I lay out my gym and work clothes to leave no room for decisions (they’re hard at 5:30AM). Prep your coffee and your breakfast for the morning the night before. I typically mash up a banana and oatmeal for overnight oats. That way, everything is ready to go.
5:35–6:05AM: First thing I do when I get up is put on my gym clothes and do a half-hour at-home workout with my BeachBody.com app. Initially, I was going to the gym each morning, but I wasted roughly 30-minutes just in the commute to get there.
6:05–6:15AM: I turn on my coffee maker and do a 5–7 minute meditation session with Headspace, an app that provides guided meditation.
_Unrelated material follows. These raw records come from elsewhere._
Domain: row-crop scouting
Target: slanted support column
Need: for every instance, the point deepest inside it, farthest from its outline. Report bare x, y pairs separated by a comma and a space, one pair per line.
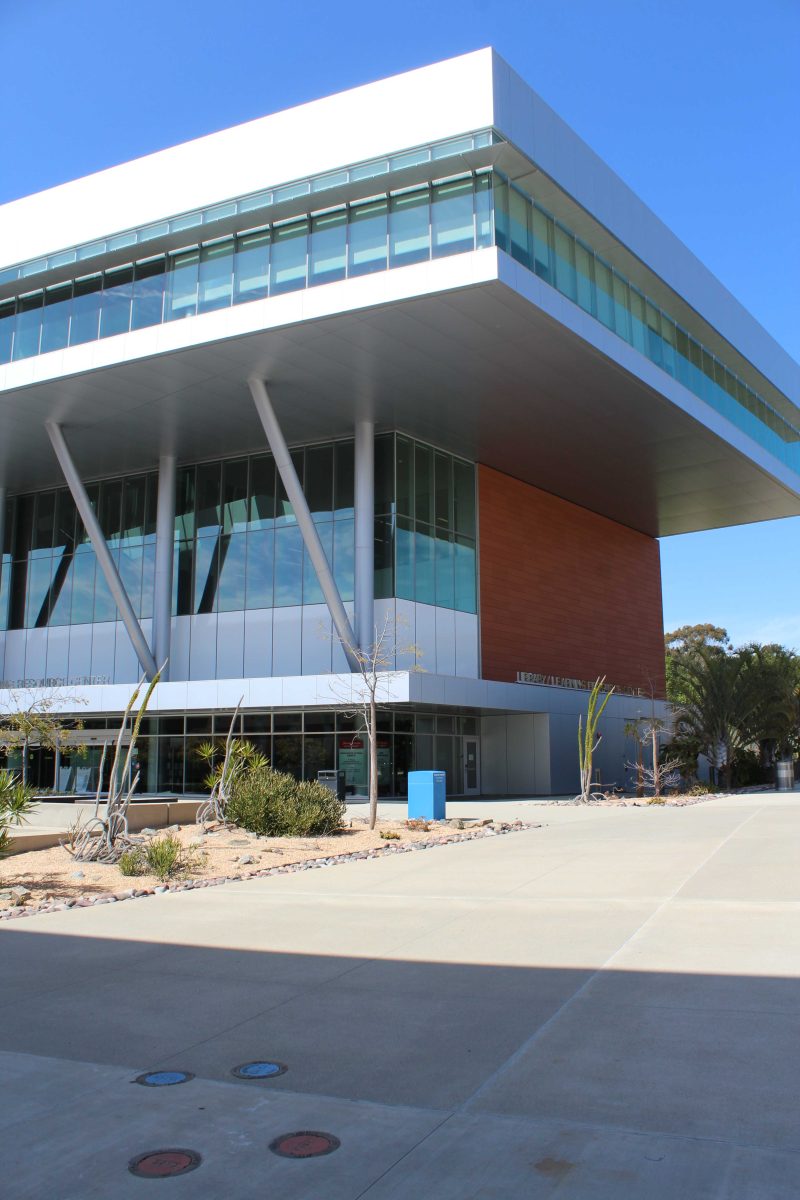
365, 534
305, 521
107, 564
162, 595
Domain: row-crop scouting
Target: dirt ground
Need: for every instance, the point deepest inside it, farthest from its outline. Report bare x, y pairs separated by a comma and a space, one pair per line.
53, 873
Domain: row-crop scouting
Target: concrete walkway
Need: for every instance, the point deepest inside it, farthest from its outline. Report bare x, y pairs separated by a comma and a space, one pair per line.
606, 1008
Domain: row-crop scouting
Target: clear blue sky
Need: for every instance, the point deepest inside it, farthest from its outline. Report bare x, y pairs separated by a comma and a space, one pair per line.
696, 103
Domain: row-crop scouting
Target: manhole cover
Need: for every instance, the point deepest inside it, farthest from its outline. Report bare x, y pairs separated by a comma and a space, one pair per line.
259, 1069
305, 1144
163, 1078
158, 1164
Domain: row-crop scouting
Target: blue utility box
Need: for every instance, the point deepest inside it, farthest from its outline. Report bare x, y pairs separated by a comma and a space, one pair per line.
427, 793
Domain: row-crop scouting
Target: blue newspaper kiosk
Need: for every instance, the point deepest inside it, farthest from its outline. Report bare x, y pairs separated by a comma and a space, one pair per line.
427, 793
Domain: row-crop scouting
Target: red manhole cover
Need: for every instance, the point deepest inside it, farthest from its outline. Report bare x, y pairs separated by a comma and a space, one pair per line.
305, 1144
158, 1164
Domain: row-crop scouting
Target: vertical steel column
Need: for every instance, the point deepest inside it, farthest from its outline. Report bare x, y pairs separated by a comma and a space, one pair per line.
365, 534
107, 564
162, 594
305, 520
4, 496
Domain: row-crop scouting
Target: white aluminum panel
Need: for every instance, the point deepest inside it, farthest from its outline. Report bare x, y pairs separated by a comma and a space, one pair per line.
58, 652
287, 641
103, 643
79, 651
467, 657
317, 648
494, 778
230, 645
445, 641
203, 647
258, 642
36, 654
179, 648
379, 118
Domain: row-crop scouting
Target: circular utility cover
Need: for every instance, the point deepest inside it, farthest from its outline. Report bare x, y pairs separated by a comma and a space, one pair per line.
259, 1069
163, 1078
305, 1144
160, 1164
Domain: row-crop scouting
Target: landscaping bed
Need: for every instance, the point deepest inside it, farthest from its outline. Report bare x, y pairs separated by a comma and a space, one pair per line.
53, 880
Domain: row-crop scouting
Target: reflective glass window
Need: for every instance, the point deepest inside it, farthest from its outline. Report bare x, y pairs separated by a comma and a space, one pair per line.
234, 496
288, 567
206, 573
565, 274
29, 325
85, 310
319, 483
464, 574
367, 238
384, 558
584, 277
404, 559
262, 491
542, 231
605, 293
404, 475
289, 255
328, 261
445, 567
518, 216
425, 551
181, 295
409, 228
452, 223
423, 484
215, 276
7, 318
115, 304
55, 318
464, 497
233, 561
148, 293
312, 593
252, 267
343, 481
621, 307
483, 209
343, 558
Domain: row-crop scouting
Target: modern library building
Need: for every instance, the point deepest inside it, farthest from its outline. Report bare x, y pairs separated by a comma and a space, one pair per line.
410, 359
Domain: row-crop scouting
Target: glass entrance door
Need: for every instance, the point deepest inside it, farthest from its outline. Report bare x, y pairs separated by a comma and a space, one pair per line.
471, 753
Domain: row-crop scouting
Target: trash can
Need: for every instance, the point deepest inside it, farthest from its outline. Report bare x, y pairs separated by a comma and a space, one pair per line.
427, 792
785, 775
334, 780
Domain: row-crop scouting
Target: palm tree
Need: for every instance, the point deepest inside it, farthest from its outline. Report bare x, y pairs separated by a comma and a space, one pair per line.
721, 700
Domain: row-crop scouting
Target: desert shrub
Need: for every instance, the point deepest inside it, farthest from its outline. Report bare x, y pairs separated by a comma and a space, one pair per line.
162, 857
16, 803
131, 862
272, 803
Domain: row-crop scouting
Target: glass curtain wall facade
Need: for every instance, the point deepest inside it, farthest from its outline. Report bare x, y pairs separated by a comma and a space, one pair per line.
238, 544
463, 213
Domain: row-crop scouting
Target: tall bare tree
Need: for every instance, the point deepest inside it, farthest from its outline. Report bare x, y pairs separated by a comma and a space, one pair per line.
370, 690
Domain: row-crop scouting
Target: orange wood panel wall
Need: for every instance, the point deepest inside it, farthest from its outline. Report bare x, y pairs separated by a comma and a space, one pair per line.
564, 591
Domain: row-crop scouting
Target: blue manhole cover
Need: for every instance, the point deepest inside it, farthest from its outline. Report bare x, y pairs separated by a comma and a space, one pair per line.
259, 1069
163, 1078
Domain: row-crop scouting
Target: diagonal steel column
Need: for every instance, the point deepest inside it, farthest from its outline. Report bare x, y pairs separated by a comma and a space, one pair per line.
162, 592
107, 564
365, 534
305, 521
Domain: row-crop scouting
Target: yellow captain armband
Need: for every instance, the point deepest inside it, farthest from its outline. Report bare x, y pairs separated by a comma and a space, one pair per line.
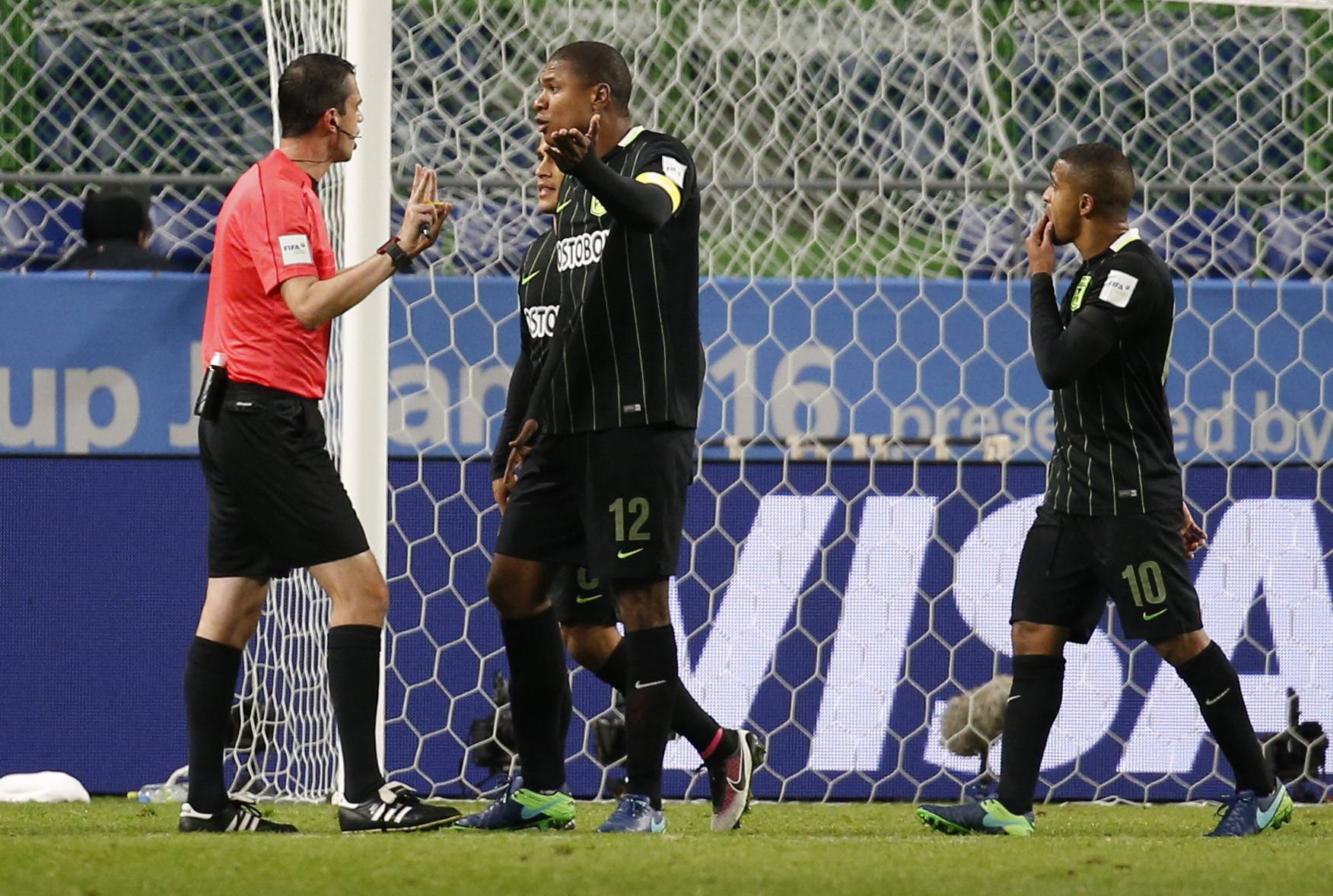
664, 182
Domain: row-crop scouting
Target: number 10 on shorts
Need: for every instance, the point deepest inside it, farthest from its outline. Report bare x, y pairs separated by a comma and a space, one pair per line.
1145, 583
636, 511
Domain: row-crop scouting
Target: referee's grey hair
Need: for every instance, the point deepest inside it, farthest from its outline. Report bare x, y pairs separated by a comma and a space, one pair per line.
599, 63
1104, 173
310, 87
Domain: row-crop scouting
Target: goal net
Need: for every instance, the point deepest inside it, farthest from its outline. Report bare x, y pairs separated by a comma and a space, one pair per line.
873, 428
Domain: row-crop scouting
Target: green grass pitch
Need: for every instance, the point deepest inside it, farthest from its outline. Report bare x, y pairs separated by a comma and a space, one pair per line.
119, 847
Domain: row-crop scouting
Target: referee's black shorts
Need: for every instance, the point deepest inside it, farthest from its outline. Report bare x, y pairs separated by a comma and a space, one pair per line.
612, 501
1071, 563
275, 499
By the time I’m done, I have fresh coffee.
6:30–7:00AM: Shower, hair, makeup.
7:00–8:00AM: One hour of uninterrupted work time. I also typically have a second coffee.
8:00–8:15AM: Hop on my bike and cycle to work.
Why this Works
I find by exercising first thing in the morning, a tone or sense of pace has been set for the day. I will admit that it takes a few days to get into this routine, but once you getover the 5-day hump, it’s really easy to hop out of bed and be excited for your (very) productive first few hours of the day. On top of all this, the surge of productivity you get when there are no interruptions is phenomenal. No Slack notifications, no phone calls or texts — you’ll find you can easily get 1–2 hours of uninterrupted work done without even realizing it.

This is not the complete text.